Calcutta High Court on Monday said “it is not easy to get things done against the rich” while hearing petitions by two Calcuttans seeking a speedy trial in the AMRI fire tragedy case.
Justice Sanjib Banerjee asked for a status report on the case within seven days from the district and sessions judge and the chief judicial magistrate of Alipore court, where the chargesheet was filed 18 months ago but the trial has yet to start.
The twin petitions were filed by Aniruddha Roy Chowdhury, whose mother Purnima was among the 91 victims in the fire at Annexe I of AMRI Hospitals, Dhakuria, on December 9, 2011, and Rana Ganguli, who lost his father Gouranga.
Aniruddha, a bank official, told Metro that he was “frustrated and tired” of waiting for the trial to begin.
He and his co-petitioner have sought the high court’s intervention to speed up proceedings and restore their faith in the judicial process.

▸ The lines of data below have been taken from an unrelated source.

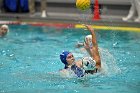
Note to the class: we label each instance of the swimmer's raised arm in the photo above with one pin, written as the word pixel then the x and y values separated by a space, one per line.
pixel 94 50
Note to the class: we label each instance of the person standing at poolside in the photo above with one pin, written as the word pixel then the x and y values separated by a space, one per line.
pixel 82 66
pixel 4 29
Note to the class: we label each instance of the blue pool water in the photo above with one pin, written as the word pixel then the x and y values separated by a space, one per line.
pixel 29 61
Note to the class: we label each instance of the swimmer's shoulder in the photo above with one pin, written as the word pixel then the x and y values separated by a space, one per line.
pixel 64 72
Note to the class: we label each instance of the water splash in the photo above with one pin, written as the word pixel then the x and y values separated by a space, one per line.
pixel 109 66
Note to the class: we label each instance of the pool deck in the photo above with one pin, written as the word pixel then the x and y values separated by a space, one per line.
pixel 70 20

Justice Banerjee started Monday’s hearing by saying: “It is not easy to get things done against the rich.”
Later, when lawyer S.N. Pandey spoke of Mamata Banerjee’s assurance in 2011 that the accused would be prosecuted “as soon as possible”, Justice Banerjee said: “Now you are talking about a political forum. Then why did you approach the judiciary?”
Pandey reeled off statistics to show how the case against the co-owners of AMRI — R.S. Goenka and R.S. Agarwal’s Emami Group and S.K. Todi’s Shrachi Group — was caught in a cycle of postponed or inconclusive hearings in the lower courts.
“Till date, 27 dates were fixed for framing charges against the accused. But at every hearing, lawyers representing the accused sought more time by claiming that their clients were not in the country,” he said.
Pandey said the case would continue to drag unless the high court intervened. “The volume of the chargesheet runs into 1,300 pages. There are 450 witnesses. Unless the trial starts immediately, the family members of the victims won’t get justice in a long time.”
Both petitioners said later that the judicial process had sapped them of patience.Bank employee Aniruddha said: “Most of us have to take leave from office or excuse ourselves from work for a few hours to be present at each hearing, only to find that it won’t be held because the accused are on foreign trips.”
Relatives of some of the other victims too spoke about the frustration of going to hearings and finding that the accused haven’t turned up.
“Of the hearings so far, only on four occasions have all 16 accused been present. And in those four instances, the arguments centred around things like whether an accused can be excused the next time as he would have to go abroad to get a daughter admitted to college,” said Paromita Guhathakurta, whose mother Mridula was among the fire victims.
Raja Ganguly, who lost his father Jaharlal in the fire, said family members had been taking turns attending the hearings. “Today’s order (to file a status report in seven days) has reinstated our belief in the judiciary. We will not rest till the guilty are punished.”
The chargesheet in the incident names 16 people, including 11 directors of the dissolved AMRi board. They have been accused of culpable homicide not amounting to murder (section 304 of the IPC), attempt to commit culpable homicide (section 308), dealing with fire or any combustible matter so as to endanger human life (section 285). The charges carry a maximum punishment of life imprisonment.
The co-owners of AMRI, which has a new-look board of directors with only two faces from the old management, have been trying to get permission to reopen sections of the hospital.
The first sign of the Mamata government having a change of heart came earlier this year when the fire department conducted a pending inspection of the main unit and Annexe II. Annexe I, to which the fire was restricted, is not structurally connected to either the main unit or Annexe II.